多くの方がとは言わないが、少なからずそういうお貴族さまが存在して困っている領民もいるらしい。とはいえ他領に口を出すのは越権行為なので、粛々と自領の運営を行って栄えさせていくことが最善なのだそうだ。
「気にしないでください、ご当主さま」
クレイグがにやにやと笑いながら敬語で返事をしてくれた。
「クレイグに敬語を使われるとすっごい違和感がある……」
「仕方ねえだろ、我慢しろ」
家宰さまがいらっしゃるので当然といえば当然なのだが……気持ち悪いなあと感じてしまうのだ。まあ、良いけれど。
「さあさあ、ご当主さまも戻ってきたばかりです。今日は仕事をこれで切り上げて、夜はゆっくりとお過ごしください」
家宰さまが笑って本日の仕事は終了だと告げる。終わったと認識した途端にお腹が凄く減っていることに気付くと、お腹が悲鳴を上げ始めた。部屋にいるみんなが苦笑して『早めにご飯を頂こう』となる。
執務室を出て廊下を歩いているとルカの嘶きが屋敷に響いて、ジークとリンとクレイグと私はどうしたのだろうと視線を合わせる。またルカの嘶きが聞こえたので、なにか不味いことでも起こっているのだろうかと食堂に向けていた足を変えて、庭に出てきょろきょろとルカを探す。
『ああ、聖女さま……お騒がせをして申し訳ありません』
『アンファンと毛玉ちゃんたちが御守りを首から下げているので、ルカも早く欲しいと我慢できなくなってしまったようです』
私たちに気付いたエルとジョセが近づいてきて、ルカが嘶いた理由を教えてくれた。

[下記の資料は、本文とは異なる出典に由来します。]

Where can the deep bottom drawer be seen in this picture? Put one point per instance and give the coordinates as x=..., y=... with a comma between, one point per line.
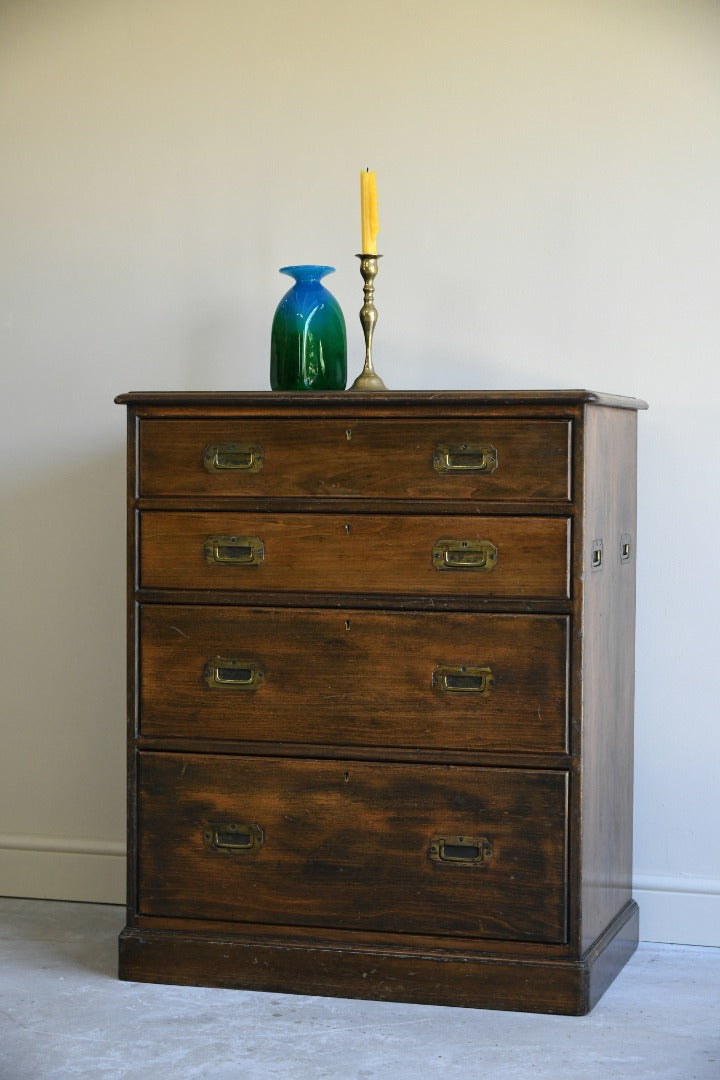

どうやらアンファンが嬉しそうに首から下げていたのを見たし、毛玉ちゃんたちもアガレスで先に首に下げている。エルたちは首回りが大きいのでどこに付けて貰おうかと考えていて、少し待っていて欲しいとお願いしていたのだが……ルカは我慢できなくなったようだ。
『お可愛らしいではないですか。まだ子供の証拠でしょう』
グリフォンさんがくつくつと笑いながら私のお腹に嘴を寄せる。私の姿を見つけたルカが凄い勢いで走ってきて目の前で止まり、前脚で地面をがつがつと搔いていた。
「ルカ、もう少し待って貰って良い? 首から下げても良いけれど……凄く長い革紐を用意しなくちゃいけないからね。鬣でも良いけれど、絡むと大変なことになるし、耳に掛けると気になるって言ってたよね」
私の声に鼻を鳴らしたルカは納得しているのかしていないのか。脚に付けても邪魔だろうし、牛さんのように鼻輪は頂けないのでルカたちに天然石を渡すのは暫く先になるだろう。悔しそうに私の服をガジガジし始めたルカには申し訳ないけれど、なにか良い方法を考えるからと言い残して中庭を後にした。
「そういえば軍馬に額飾りを付けていた気がするが」
もう一度食堂を目指しながら歩いているとジークが不意に声を上げる。
「あ、近衛騎士の方の騎馬で見たことがあるかも。じゃあエルたちには額飾りが丁度良いのかな。装飾具屋さんに聞いてみるか、ドワーフさんに相談してみる」
ジークの言葉で私も思い出した。鎧を身に着けた馬さんの額に飾りを付けていることがあった気がする。それなら馬具を扱うお店かドワーフさんに聞けば解決するだろうと、教えてくれてありがとうとジークに伝えて食堂に辿り着くのだった。